Peki algılarımızdaki esneklik oranı nedir ? Gece gökyüzünde bir yıldıza bakarak ne kadar güzel ve aydınlık diyebiliriz. Fakat bir bilim adamı o yıldızın orada olmadığını, milyonlarca yıl önce söndüğünü söyleyebilir. Çok güzel bir günbatımı gördüğümüzde , güneşin orada bizimle birlikte olduğu algısına kapılabiliriz , oysa ki biz sadece güneşin sekiz dakika önceki haliniz görürüz. Güneş dağların arkasına doğru yolunu az evvel tamamlamıştır. Bunun gibi günlük hayatımızda da pek çok algısal yanılsamalarımız var .
Hatta dinler arası çatışmalar ve farklı görüşlere duyulmayan saygı "dünyayı farklı algılayış biçimlerimizden" geliyor . Ve bu algı biçimlerimiz de çocukluk yaşta ailede verilen eğitim , sosyal çevre ve bulunduğumuz toplumun ekonomik faktörlerince şekilleniyor. Alışmış olduğumuz düşünce kalıpları çerçevesine uyan insanlarla dost oluyor, algılayış biçimlerimize uyan kanalları izliyor , partilere yandaş oluyoruz. Bu çerçevenin dışına çıkan , bizim yaşayış biçimlerimize uymayan insanları bazen kınıyor , dışlıyor ya da sadece tuhaf buluyoruz. Böylece kişiler arası ayrımlar ve içsel çatışmalar başlıyor, dolayısıyla birlik bilinci yıkılıyor.

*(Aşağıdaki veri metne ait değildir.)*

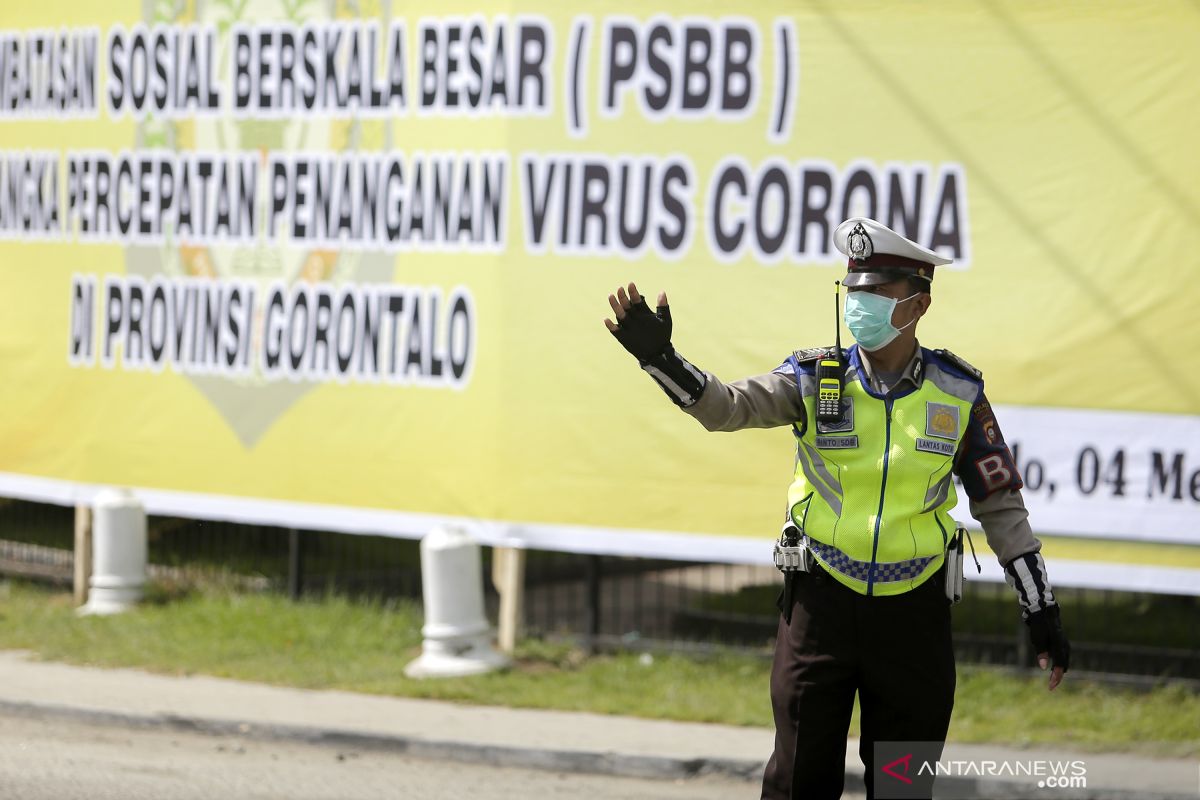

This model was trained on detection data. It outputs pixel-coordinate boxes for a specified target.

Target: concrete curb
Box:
[0,699,1200,800]
[0,700,768,783]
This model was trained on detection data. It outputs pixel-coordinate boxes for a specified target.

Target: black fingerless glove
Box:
[1025,603,1070,672]
[612,299,671,365]
[612,300,708,408]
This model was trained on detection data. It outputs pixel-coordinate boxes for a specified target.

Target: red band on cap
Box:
[846,253,934,272]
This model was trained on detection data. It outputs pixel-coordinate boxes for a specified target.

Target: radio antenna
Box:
[833,281,841,359]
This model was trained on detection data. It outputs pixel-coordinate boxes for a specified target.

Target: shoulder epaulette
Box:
[934,350,983,380]
[792,348,838,363]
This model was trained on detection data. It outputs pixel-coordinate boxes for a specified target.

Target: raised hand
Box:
[604,283,671,363]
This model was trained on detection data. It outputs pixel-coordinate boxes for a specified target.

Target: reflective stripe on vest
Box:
[787,348,983,595]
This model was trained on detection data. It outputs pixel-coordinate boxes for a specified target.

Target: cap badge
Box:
[846,222,875,261]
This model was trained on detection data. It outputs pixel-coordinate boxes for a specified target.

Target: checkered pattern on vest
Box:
[809,540,937,583]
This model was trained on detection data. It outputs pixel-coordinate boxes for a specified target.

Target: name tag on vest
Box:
[917,438,955,456]
[817,437,858,450]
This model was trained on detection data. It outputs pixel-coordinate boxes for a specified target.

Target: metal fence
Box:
[0,500,1200,681]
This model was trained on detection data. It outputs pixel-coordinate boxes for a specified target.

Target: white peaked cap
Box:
[833,217,953,287]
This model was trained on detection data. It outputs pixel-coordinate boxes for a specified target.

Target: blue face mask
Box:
[842,291,920,350]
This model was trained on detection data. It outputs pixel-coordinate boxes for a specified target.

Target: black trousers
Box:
[762,566,955,800]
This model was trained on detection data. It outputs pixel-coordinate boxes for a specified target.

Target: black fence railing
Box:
[0,500,1200,681]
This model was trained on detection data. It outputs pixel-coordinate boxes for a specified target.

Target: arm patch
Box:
[934,350,983,380]
[792,348,838,363]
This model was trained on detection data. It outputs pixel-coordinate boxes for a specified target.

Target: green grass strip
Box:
[0,582,1200,756]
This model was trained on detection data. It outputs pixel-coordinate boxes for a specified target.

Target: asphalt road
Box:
[0,715,820,800]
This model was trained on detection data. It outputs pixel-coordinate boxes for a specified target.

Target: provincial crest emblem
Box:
[846,223,875,261]
[925,403,959,439]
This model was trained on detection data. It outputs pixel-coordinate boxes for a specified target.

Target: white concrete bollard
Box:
[404,528,508,678]
[79,489,146,614]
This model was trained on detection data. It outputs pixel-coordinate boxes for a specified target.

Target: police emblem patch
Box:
[925,403,959,440]
[846,223,875,261]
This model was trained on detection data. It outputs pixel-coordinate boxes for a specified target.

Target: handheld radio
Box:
[817,281,846,422]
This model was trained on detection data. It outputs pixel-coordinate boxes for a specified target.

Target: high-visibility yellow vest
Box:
[787,345,983,595]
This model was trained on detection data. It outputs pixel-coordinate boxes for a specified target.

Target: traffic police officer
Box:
[605,217,1070,800]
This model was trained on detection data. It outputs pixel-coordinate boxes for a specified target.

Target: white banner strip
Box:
[955,405,1200,545]
[0,473,1200,596]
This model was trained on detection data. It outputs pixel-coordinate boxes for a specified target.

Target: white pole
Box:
[404,528,508,678]
[79,489,146,614]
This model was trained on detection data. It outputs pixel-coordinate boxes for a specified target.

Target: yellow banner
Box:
[0,0,1200,558]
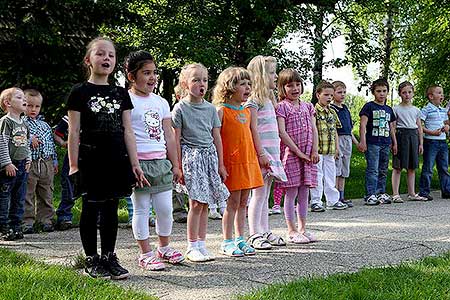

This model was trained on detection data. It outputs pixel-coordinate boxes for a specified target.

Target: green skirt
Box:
[135,159,173,194]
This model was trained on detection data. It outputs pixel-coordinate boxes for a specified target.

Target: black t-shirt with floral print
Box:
[67,82,134,200]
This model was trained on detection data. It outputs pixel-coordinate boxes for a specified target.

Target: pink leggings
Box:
[284,185,309,221]
[273,182,285,206]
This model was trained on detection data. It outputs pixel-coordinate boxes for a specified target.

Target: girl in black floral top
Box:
[67,37,148,279]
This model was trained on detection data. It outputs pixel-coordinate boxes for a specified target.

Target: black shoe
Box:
[55,221,72,231]
[84,255,111,279]
[42,223,55,232]
[100,252,130,280]
[22,225,34,234]
[0,227,15,241]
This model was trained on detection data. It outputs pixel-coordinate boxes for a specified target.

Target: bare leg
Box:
[187,199,203,242]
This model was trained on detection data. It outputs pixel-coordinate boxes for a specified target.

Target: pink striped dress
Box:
[245,100,287,181]
[276,99,317,188]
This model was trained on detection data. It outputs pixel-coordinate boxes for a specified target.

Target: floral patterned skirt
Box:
[181,145,230,207]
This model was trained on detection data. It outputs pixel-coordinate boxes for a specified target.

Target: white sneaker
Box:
[198,248,216,261]
[185,248,207,262]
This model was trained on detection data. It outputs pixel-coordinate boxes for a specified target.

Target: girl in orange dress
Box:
[213,67,264,257]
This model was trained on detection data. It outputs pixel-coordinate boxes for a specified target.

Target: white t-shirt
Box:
[128,91,172,160]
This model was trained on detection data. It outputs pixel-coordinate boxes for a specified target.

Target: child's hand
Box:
[334,148,340,160]
[358,142,367,152]
[219,165,228,181]
[31,135,42,149]
[172,168,183,183]
[297,151,312,161]
[5,164,17,177]
[258,154,270,169]
[391,144,397,155]
[310,151,320,164]
[133,165,150,188]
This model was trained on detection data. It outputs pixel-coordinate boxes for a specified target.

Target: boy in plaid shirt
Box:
[23,89,58,234]
[310,81,347,212]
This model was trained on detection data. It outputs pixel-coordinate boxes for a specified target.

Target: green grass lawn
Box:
[238,253,450,300]
[0,248,157,300]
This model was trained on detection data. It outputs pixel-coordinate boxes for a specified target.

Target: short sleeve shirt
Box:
[129,91,172,158]
[420,102,448,140]
[67,82,133,144]
[172,100,221,148]
[394,105,420,129]
[315,103,342,155]
[359,101,395,145]
[330,103,353,135]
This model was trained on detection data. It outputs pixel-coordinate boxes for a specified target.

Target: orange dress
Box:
[220,105,264,192]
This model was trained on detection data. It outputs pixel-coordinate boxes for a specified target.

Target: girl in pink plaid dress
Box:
[276,69,319,244]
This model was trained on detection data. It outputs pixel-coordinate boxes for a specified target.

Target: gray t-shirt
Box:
[394,105,420,129]
[0,115,31,168]
[172,100,221,148]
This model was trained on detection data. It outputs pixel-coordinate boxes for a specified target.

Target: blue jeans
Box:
[0,159,28,230]
[365,144,390,197]
[56,154,75,223]
[419,139,450,196]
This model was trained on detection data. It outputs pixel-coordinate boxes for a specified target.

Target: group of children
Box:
[0,37,450,279]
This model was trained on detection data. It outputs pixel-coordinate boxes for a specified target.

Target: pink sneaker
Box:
[138,251,166,271]
[156,247,184,265]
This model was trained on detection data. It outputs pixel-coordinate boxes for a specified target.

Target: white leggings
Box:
[248,176,273,235]
[131,190,173,241]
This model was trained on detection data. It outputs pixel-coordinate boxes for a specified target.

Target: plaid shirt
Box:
[315,103,342,155]
[25,116,58,165]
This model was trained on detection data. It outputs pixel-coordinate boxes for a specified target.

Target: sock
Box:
[235,236,244,243]
[158,245,169,254]
[197,240,206,249]
[188,241,198,249]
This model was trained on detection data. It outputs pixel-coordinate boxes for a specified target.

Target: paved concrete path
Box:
[0,193,450,300]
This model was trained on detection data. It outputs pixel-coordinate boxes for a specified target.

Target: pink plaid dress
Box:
[276,99,317,188]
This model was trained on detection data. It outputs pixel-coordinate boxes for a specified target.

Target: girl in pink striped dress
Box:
[245,55,287,250]
[276,69,319,244]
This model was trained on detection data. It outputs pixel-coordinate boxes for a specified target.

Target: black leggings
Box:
[80,197,119,256]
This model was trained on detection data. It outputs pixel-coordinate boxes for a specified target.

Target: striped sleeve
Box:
[0,118,12,169]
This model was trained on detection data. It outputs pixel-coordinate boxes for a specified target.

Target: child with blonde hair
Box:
[172,63,230,262]
[244,55,287,249]
[275,69,319,244]
[213,67,264,257]
[392,81,428,203]
[0,87,31,241]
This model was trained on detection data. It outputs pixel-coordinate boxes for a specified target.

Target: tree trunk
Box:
[311,6,327,105]
[381,2,394,80]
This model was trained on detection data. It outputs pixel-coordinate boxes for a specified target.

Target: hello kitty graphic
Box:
[144,110,161,142]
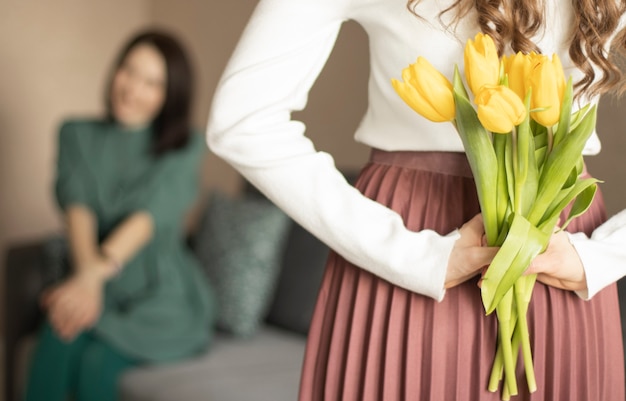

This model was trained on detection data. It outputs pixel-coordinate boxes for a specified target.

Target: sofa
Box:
[4,178,626,401]
[4,178,336,401]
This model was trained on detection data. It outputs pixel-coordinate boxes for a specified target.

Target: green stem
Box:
[514,275,537,393]
[496,290,517,395]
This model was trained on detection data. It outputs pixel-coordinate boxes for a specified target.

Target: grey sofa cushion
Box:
[120,325,306,401]
[193,191,290,337]
[267,222,329,335]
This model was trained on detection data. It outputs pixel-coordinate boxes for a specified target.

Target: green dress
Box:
[55,120,215,362]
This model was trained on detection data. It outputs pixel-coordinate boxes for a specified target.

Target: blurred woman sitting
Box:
[26,31,214,401]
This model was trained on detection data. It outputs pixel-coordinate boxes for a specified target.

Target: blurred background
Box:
[0,0,626,394]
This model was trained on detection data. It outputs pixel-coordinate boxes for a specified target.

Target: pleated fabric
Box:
[299,150,625,401]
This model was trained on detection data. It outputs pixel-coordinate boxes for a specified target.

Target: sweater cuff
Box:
[426,229,461,302]
[567,233,612,301]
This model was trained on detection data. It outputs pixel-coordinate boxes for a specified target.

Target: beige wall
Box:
[0,0,626,338]
[587,96,626,215]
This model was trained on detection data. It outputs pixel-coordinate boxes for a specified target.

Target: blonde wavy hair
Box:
[407,0,626,95]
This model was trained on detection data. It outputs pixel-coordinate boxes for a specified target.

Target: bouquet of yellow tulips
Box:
[392,33,598,400]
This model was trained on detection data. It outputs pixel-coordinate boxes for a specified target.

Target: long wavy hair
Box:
[407,0,626,95]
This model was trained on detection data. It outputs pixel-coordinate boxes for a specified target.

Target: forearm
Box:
[100,212,154,268]
[65,205,100,272]
[570,210,626,299]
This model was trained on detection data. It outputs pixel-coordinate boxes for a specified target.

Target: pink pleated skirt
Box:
[299,150,625,401]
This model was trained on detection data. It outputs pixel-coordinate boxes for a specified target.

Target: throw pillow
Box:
[194,192,290,337]
[267,223,329,335]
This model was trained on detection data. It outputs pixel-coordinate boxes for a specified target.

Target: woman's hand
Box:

"Yandaş olmadan objektif bakabilmek" birliğimiz açısında çok daha düzgün bir toplum yapısı oluşturabilecekken, neden farklı görüş ve bakış açılarına alan tanıyamıyoruz. Oysa ki kültür dediğimiz olgu bile aslında bu farklı inanış ve yaşam tarzlarının renkli bir sunumu. O zaman birini eleştirmeden ya da düşüncelerimizi savunmaya geçmeden evvel fikirleri daha geniş bir perspektiften değerlendirebilir miyiz ? Karşımızdakinin de bakış açısını anlamaya çalışmak, belki bize daha önce göremediğimiz bir şeyi öğretebilir . Bu da gelişimimiz açısından büyük önem taşımakta. Unutmayalım ki küçük bir çocukta olsa mutlaka senin bilmediğin bir şey biliyordur. Onun algısı ve yaşadığı bir deneyim senin de hayatında bir fark yaratabilir. Ama bu öğrenimlerden yararlanabilmek adına zihni biraz eğitmemiz gerek.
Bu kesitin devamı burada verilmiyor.